Deep End est un film qui a abandonné la
structure du langage : Skolimowski arrive au Royaume-Uni sans parler un
mot d’anglais, il bricolera ce premier long-métrage britannique avec un budget
anémique et des acteurs presque amateurs, dans le décor lugubre et hypnotique d’une
piscine allemande. Des contraintes, de communication et de moyens, qui l’obligeront
à imaginer un autre cinéma, libéré, autonome, sans discipline et sans carcan.
Impossible de ne pas y voir, en 1971 et à Londres, un discours involontaire
(alors qu’il est pourtant parfaitement conscient et contrôlé) sur la libération
morale et sexuelle.
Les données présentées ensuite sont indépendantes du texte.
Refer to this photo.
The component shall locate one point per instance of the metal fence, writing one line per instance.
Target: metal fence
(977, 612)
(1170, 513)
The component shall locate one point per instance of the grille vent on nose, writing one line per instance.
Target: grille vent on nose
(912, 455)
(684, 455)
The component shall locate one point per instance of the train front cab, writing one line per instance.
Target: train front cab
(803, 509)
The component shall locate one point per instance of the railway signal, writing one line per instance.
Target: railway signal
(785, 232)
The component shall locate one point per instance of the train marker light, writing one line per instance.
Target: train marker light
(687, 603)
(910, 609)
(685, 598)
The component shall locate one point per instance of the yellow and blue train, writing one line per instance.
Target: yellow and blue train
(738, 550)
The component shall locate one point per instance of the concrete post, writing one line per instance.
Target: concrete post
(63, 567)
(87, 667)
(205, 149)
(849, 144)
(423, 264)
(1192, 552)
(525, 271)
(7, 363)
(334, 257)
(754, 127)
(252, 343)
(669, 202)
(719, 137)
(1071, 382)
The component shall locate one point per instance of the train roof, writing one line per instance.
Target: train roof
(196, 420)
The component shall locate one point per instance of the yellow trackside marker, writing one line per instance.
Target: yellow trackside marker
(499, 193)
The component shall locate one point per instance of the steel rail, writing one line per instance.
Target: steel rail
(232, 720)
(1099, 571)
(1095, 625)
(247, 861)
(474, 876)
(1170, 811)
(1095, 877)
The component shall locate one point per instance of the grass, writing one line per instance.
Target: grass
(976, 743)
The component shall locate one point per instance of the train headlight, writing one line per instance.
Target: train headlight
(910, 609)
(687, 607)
En tête d’affiche d’ailleurs, Jane Asher, symbole d’une
décennie d’illusions, compagne puis muse de Paul McCartney au début de l’ère
Beatles, femme fatale façon 60s devenue chez Skolimowski le rêve érotique d’un
jeune ado en rut.
Deep End est pourtant paradoxalement le
récit de la fin d’un rêve, de la fin d’un idéal. La simple perte d’un bijou
donne aux agitations fiévreuses un ancrage éruptif dans le réel : c’est la
fin des regards, le début des paroles. Comme pour sonner le glas de la liberté,
ses conséquences aléatoires, destructrices, viennent dévorer les utopies :
ne reste que la possibilité de les assumer, ou alors de les abandonner. De ce
chaos, on remarque alors les aspérités ; les masques idéologiques camouflent
à peine la réalité des actes. On vient nous prodiguer la révolution sexuelle
pour aller, en catimini, vendre son propre corps au plus offrant :
celui-ci devient une valeur marchande ; il prend nature matérielle, c’est-à-dire
le seul véritable fantasme du capital. Capital que l’on tentait de fuir. Contre
un diamant, tout est possible.
Deep End n’est pas tout à fait un
huis-clos, mais son décor pivot y est transcendantal : c’est lui dicte le ton du film de Skolimowski, c’est
lui qui lui donne sa couleur, qui rythme ses déplacements. Film improvisé
implique forcément un assujettissement à l’espace, et il n’est donc pas
surprenant que Deep End (jusqu’à son
titre), soit né d’une volonté d’occuper avec précision ses possibilités de
mouvement – pour suivre, fuir, observer, échanger. Cette piscine, objet colorimétrique
évident (vert décrépi, rouge nouveau, jaune baveux, bleu profond) devient
également une projection : celle d’une relation, cette drague tendant vers
une sorte d’harcèlement ni consenti ni rejeté, dont l’ambiguïté trouve solution
dans cette impressionnante séquence finale, comme un ultime revirement animal
de cette inversion des rôles que Skolimowski tendait à explorer pendant toute
la durée de son film (puceau effarouché face à la belle inaccessible).
La
muse se mue en sirène, les bains en monde parallèle. Deep End se rythme en effusions fantastiques, faite d’êtres
quasi-mythologiques, évoquant l’univers du conte (ce professeur semblable à un
ogre, cette femme obèse qui rappelle Lamia). Le récit initiatique prend alors
des airs d’Odyssée acidulée, transposant les récits homériques dans des bains
anglais croupissant. Il ne faut pourtant surtout pas mettre de côté sa générosité
adolescente ; car Deep End,
derrière son désenchantement mortifère, c’est aussi l’un des plus grands teen movie, un American Pie dégénéré où l’acte sexuel n’est pas la libération
escompté, mais un ultime saut dans la violence du monde des adultes. Un saut
soudain, attendu et inattendu, glaçant et sublime.